Fakat olay bu kadarıyla da bitmedi.
* * *
BİTMEDİ, çünkü potu yakalayan hin gazeteciler işi tam hinoğlu hinliğe vardırdılar.
Tekrar fırsat kolladılar ve aradan bir müddet geçtikten sonra, yine kameralar önünde Leterme’ye "Belçika’nın milli marşı nedir" sorusunu yönelttiler.
Önceki "unutkanlığından" dolayı canı fena halde sıkkın olan Flaman lider, "papaz her zaman pilav yemez" diyormuşçasına, bu defa müstehzi bir edáyla objektiflere baktı.
İstenmemiş olduğu halde de mikrofonda marşın nakaratını söylemeye başladı:
"Haydin vatan evlátları / Zafer günü geldi çattı / Mazlumdan zalime karşı / Kanlı sancak kalktı".
Ne mutlu değil mi, işte geleceğin Belçika başbakanı milli marşı televizyon ekranında tek başına heceleyecek kadar ulus aşığıdır ve böylelikle de atasını teláfi etmiş olmaktadır.
Fakat heyhat, kazın ayağı hiç mi hiç öyle değil!
* * *
DEĞİL, çünkü yukarıdaki marş Belçika milli marşı değil!
Adıyla sanıyla o pek ünlü, o çok meşhur, o sonsuz evrensel "La Marseillaise" ki, bunun Fransız milli marşı olduğunu her halde Amazonya yerlisi ve Tibet rahibi dahi bilir!
Ama işte, Benelüks Krallığının en önemli politikacısı bilmediği gibi; inanılmaz ölçüde daha vahimi, başka bir ulusun simgesini kendi ulusunun simgesini sanıyor.
Milli bayram tarihine ilişkin "unutkanlığını" (!) teláfi etmeye kalkıştığında, kaş yapacağım derken, bu defa tam anlamıyla göz çıkartıyor.
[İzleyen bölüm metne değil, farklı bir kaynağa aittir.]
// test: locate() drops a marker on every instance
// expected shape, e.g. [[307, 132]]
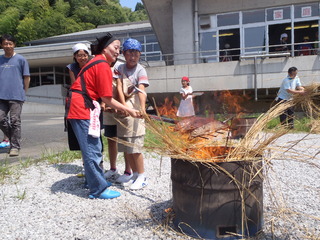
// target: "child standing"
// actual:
[[186, 108], [132, 82]]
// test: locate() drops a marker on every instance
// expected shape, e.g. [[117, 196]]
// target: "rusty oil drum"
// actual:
[[240, 126], [207, 204]]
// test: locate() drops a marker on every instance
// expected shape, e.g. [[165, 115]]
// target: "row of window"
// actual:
[[258, 31]]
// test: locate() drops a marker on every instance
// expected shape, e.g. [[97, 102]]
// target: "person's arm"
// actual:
[[120, 92], [117, 105], [298, 90], [142, 98], [72, 77], [26, 80]]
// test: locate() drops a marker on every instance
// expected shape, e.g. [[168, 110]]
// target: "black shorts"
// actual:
[[110, 131]]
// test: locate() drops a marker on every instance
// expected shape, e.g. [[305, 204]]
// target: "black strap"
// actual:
[[87, 99]]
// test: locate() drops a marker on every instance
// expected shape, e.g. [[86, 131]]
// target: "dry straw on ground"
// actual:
[[257, 144]]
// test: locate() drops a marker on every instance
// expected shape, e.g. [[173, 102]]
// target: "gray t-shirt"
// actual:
[[12, 71]]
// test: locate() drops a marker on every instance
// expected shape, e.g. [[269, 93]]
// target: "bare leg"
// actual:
[[113, 153]]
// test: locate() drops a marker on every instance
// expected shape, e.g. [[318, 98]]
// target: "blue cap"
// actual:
[[132, 44]]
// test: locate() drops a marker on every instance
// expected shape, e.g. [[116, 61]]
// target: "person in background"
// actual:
[[5, 142], [80, 58], [132, 84], [14, 82], [81, 55], [95, 82], [290, 85], [186, 108], [110, 131]]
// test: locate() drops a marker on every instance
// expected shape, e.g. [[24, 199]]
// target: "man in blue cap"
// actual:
[[132, 83]]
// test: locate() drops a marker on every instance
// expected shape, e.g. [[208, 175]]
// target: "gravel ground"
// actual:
[[49, 202]]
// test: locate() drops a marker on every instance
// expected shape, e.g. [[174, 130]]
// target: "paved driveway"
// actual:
[[40, 133]]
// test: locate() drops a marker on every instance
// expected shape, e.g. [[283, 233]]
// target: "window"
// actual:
[[309, 10], [228, 19], [253, 16], [278, 14], [208, 46], [254, 39]]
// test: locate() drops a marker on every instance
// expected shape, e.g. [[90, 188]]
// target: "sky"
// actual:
[[129, 3]]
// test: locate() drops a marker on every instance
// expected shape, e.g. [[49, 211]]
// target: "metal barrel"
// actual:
[[208, 204]]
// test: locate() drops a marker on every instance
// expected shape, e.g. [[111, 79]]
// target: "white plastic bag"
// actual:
[[94, 127]]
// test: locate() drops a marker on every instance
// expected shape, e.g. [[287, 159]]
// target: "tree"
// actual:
[[9, 20], [32, 19]]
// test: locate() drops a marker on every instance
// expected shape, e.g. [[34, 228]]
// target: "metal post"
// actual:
[[255, 79]]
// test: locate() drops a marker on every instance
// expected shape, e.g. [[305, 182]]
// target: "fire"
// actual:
[[217, 152]]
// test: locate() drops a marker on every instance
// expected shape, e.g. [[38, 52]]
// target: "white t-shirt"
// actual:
[[186, 108]]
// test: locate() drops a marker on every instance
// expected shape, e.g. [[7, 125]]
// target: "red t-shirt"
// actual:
[[98, 81]]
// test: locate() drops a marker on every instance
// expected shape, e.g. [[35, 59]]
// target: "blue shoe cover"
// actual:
[[107, 194]]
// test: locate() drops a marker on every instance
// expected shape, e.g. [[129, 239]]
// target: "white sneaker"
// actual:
[[139, 183], [124, 178], [129, 183], [132, 179], [110, 173]]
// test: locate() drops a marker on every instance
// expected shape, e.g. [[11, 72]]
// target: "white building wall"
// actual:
[[236, 75], [183, 31]]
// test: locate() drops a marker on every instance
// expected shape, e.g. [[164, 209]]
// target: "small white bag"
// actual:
[[94, 127]]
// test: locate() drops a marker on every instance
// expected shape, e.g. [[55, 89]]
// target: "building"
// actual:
[[193, 37], [193, 34]]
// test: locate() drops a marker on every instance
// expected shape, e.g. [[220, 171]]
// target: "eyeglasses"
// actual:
[[133, 53], [8, 44], [82, 55]]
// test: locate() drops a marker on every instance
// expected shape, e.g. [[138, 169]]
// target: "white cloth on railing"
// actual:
[[94, 127]]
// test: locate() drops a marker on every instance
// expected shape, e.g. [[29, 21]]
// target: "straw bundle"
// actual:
[[255, 147]]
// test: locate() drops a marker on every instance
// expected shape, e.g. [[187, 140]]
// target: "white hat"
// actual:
[[283, 35], [80, 46]]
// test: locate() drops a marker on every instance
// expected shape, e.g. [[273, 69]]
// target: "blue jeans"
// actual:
[[12, 128], [91, 155]]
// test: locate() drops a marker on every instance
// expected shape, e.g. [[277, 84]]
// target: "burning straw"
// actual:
[[256, 146]]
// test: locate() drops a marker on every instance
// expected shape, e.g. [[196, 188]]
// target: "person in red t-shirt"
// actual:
[[95, 82]]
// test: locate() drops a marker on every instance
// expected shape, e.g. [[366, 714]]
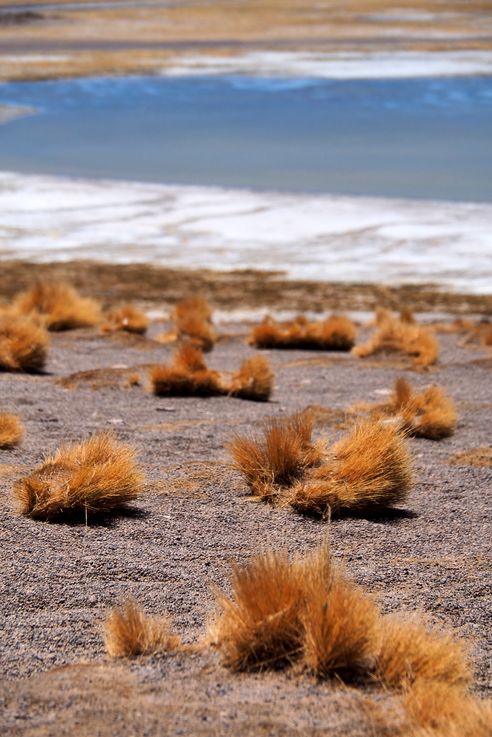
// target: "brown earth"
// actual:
[[132, 38], [160, 287], [58, 581]]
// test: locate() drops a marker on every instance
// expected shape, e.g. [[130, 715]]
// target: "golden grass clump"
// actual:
[[193, 318], [59, 305], [337, 333], [127, 318], [96, 476], [23, 345], [368, 469], [278, 457], [254, 380], [436, 709], [303, 611], [11, 430], [428, 414], [393, 334], [129, 632], [188, 376], [410, 652]]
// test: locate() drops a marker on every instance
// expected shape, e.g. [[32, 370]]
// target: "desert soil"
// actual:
[[58, 581], [102, 38]]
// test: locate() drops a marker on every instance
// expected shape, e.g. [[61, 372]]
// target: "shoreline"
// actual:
[[158, 288], [312, 238]]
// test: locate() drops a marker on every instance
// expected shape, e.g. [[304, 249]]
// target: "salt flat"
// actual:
[[323, 237]]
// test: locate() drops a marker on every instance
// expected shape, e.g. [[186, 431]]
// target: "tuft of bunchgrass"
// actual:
[[278, 456], [128, 632], [11, 430], [301, 612], [59, 306], [23, 344], [368, 469], [410, 652], [336, 333], [95, 477], [430, 413], [189, 376], [392, 334]]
Ve de söz konusu şahsiyet Belçika devletinin başbakanı olmaya hazırlanıyor.
Böyle bir "ulus - devlet" olabilir mi ve de onun sürekliliği tahayyül edilebilir mi?
Hayır olamaz ve edilemez!
* * *
MEVCUT olamaz,hayal edilemez ve zaten yukarıdaki anekdotları da durumun vahámetini vurgulamak için aktardım.
Evet, kuruluşundan 177 yıl sonra, Belçika şimdi gerçekten "yok oluşa" doğru gidiyor.
Muhtemeldir ki, Serbest İrlanda bağımsızlığı hariç, modern zamanlar tarihinde ilk defa, Batı Avrupa siyasi coğrafyasında bir bölünme ve bir doğumlar süreci yaşanacak.
Aslında bütün bir kıtayı etkilenesi ihtimalinden dolayı, konuyu yarın da işleyeceğim.